# URPad.net / RootLevelTech - headed for recycling?



## drmike (Jun 26, 2014)

I read tons of post-mortems for fails in the industry.  Emails, blog posts, random things people send my way.

URPad.net's recent IPMI accused hack was ugly.

What's uglier is the company-speak about the company in general.

This is taken from: https://urpad.net/blog/update-events/



> "Keep in mind that *we operate our hosting at barely a break even* to provide you all with the services you want.
> 
> *Our parent company has been floating us financially for some time now.* They will continue to support us through this issue as well. We are not going anywhere anytime soon. We will do our best to make things right again for all of you that suffered any downtime.
> 
> *URPad is not in existence to turn a profit*. It is here to build a community.


Barely break even... referring to the same company/people as being something else... claiming this social benevolence thing.

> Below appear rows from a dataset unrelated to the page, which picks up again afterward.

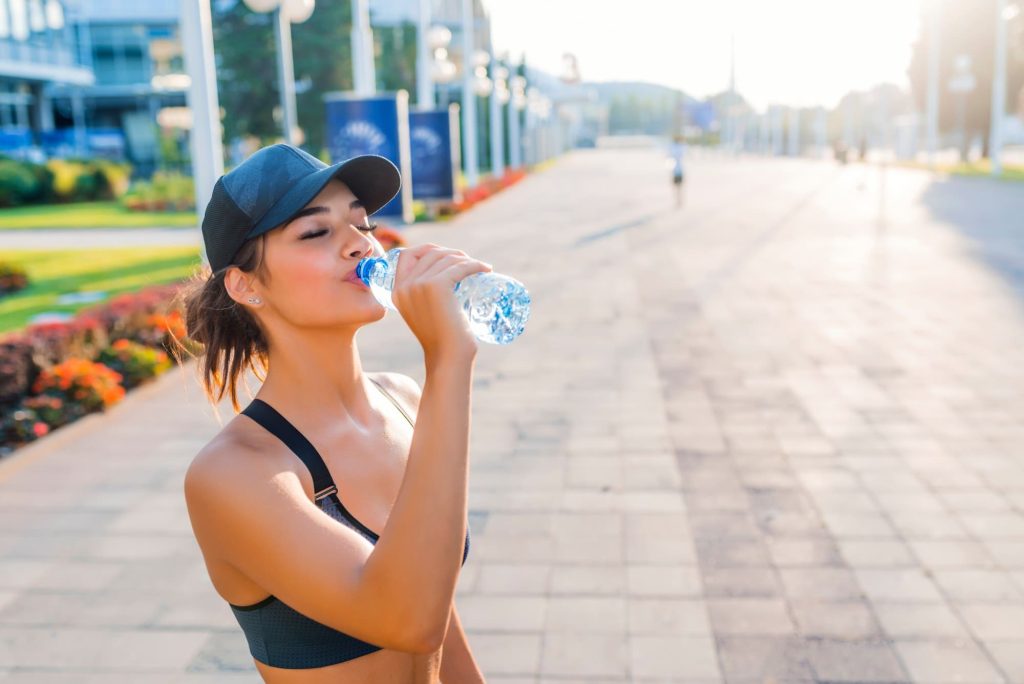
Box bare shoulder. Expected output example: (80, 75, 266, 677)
(183, 418, 303, 536)
(368, 371, 422, 416)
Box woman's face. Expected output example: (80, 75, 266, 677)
(256, 179, 387, 330)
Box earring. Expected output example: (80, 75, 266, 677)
(247, 297, 261, 305)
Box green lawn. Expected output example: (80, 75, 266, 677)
(896, 160, 1024, 182)
(0, 201, 197, 230)
(0, 247, 202, 333)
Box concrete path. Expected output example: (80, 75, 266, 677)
(1, 149, 1023, 683)
(0, 227, 201, 250)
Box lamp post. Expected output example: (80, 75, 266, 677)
(416, 0, 434, 109)
(489, 60, 509, 178)
(351, 0, 375, 95)
(926, 0, 941, 168)
(471, 50, 493, 174)
(241, 0, 315, 145)
(508, 74, 526, 169)
(460, 0, 479, 187)
(180, 0, 224, 229)
(428, 25, 456, 108)
(990, 0, 1014, 176)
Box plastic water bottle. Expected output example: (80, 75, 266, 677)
(355, 248, 531, 345)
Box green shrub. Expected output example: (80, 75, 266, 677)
(97, 338, 171, 390)
(0, 160, 40, 207)
(121, 172, 195, 211)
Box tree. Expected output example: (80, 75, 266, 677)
(908, 0, 1024, 160)
(212, 0, 354, 156)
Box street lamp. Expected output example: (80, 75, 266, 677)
(508, 73, 526, 169)
(489, 60, 509, 177)
(429, 29, 458, 107)
(241, 0, 315, 145)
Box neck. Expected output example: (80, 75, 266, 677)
(256, 325, 375, 430)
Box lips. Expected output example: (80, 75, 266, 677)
(343, 269, 367, 287)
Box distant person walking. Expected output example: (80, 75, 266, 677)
(669, 135, 687, 208)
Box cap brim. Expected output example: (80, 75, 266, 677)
(246, 155, 401, 239)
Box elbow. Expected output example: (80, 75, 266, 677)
(406, 620, 447, 654)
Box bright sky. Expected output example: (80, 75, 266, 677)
(486, 0, 923, 111)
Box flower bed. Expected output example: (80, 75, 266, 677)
(0, 263, 29, 297)
(0, 282, 194, 456)
(435, 168, 528, 218)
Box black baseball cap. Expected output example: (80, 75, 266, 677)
(201, 143, 401, 272)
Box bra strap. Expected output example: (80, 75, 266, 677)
(241, 399, 338, 501)
(368, 376, 415, 427)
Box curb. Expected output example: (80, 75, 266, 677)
(0, 360, 195, 485)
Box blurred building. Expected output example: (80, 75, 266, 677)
(0, 0, 93, 159)
(58, 0, 186, 173)
(1, 0, 184, 172)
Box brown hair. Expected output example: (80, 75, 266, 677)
(168, 235, 271, 416)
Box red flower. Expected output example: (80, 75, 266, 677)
(32, 422, 49, 438)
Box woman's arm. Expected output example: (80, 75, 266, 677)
(440, 600, 486, 683)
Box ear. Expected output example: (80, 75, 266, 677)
(223, 266, 263, 308)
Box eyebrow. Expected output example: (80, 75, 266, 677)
(288, 201, 364, 226)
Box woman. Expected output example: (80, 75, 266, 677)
(174, 144, 488, 683)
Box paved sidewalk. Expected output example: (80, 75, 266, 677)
(0, 227, 200, 249)
(1, 150, 1024, 682)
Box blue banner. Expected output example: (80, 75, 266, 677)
(686, 101, 717, 131)
(324, 91, 413, 222)
(409, 107, 459, 201)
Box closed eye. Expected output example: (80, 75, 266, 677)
(358, 222, 378, 232)
(300, 229, 329, 240)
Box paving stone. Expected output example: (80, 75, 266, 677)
(477, 563, 551, 595)
(984, 640, 1024, 683)
(545, 597, 625, 633)
(540, 632, 628, 678)
(836, 539, 916, 567)
(778, 568, 865, 601)
(790, 601, 881, 638)
(854, 568, 945, 603)
(930, 569, 1024, 602)
(459, 595, 547, 632)
(802, 638, 909, 683)
(957, 604, 1024, 640)
(871, 603, 972, 639)
(630, 635, 721, 680)
(707, 599, 794, 636)
(627, 598, 712, 636)
(714, 636, 814, 682)
(467, 633, 542, 676)
(626, 565, 704, 598)
(894, 639, 1005, 683)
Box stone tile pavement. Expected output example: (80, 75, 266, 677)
(1, 149, 1023, 682)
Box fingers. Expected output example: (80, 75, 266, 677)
(418, 253, 490, 282)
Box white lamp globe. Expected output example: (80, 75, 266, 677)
(28, 0, 45, 32)
(242, 0, 281, 13)
(492, 66, 509, 82)
(10, 0, 29, 41)
(472, 50, 491, 68)
(427, 25, 452, 50)
(284, 0, 314, 23)
(510, 75, 527, 91)
(44, 0, 63, 30)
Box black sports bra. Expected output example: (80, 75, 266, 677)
(228, 377, 471, 669)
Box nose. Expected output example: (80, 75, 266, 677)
(343, 225, 376, 260)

Has RootLevel filed for non-profit status?


----------



## MannDude (Jun 26, 2014)

Yikes.

After RLT acquired URPad I was really hoping to see it grow and genuinely wished for the best. I know that it _was_ profitable at one point because I used to work for the company when it was owned by Miller. I think killing all the location options that made it somewhat unique was a major blow to the brand, I mean, there was 11 location options that were merged into 3 locations, two of which are already pretty saturated. Combine that with lack of promotion and community involvement and this recent fiasco... doesn't look good.

Truthfully, I'm not 100% sure how large the other Root Level Tech brands are or what the actual money maker is for them but ideally would be nice to seem them salvage URPad. I'm not going to pretend it was the best host in the world but you got a pretty good bang for the buck with them and it was a good budget provider that wasn't operating in all the same run of the mill locations as all the other players in the game.


----------



## drmike (Jun 26, 2014)

Be it the record, I've probably said it elsewhere, but URPad consolidating locations was a horrible idea.

I appreciated cutting CC's checks off.  But the foreign and non CC locations, were bad to discontinue unless the nodes were empty and/or unprofitable and not able to be monetized.

URPad's visibility has been none since Miller stopped promo'ing URPad and later RootLevel.  In this industry, that's essentially the sign of death, unless you have some other methods for sales (or you own other companies that subsidize things). Most people do not have other sales means.

I study language, heck I even throw stuff in my custom built language tools at times to make sense of what people really are saying.  That blog post   Sad.


----------



## concerto49 (Jun 26, 2014)

GVH Tactics?

Amazon has made 0 profit over the years virtually. Check out: http://www.ibtimes.com/amazon-nearly-20-years-business-it-still-doesnt-make-money-investors-dont-seem-care-1513368

It just means as a company it isn't making profit. Most companies do that. They always report a loss - whether that's to make people feel like they are doing charity and not here to rip people off, to take advantage of tax or whatever it is.


----------



## Aldryic C'boas (Jun 26, 2014)

There's a pretty big difference between carefully playing your finances in order to intentionally claim a loss - and barely being able to put bread on the table.


----------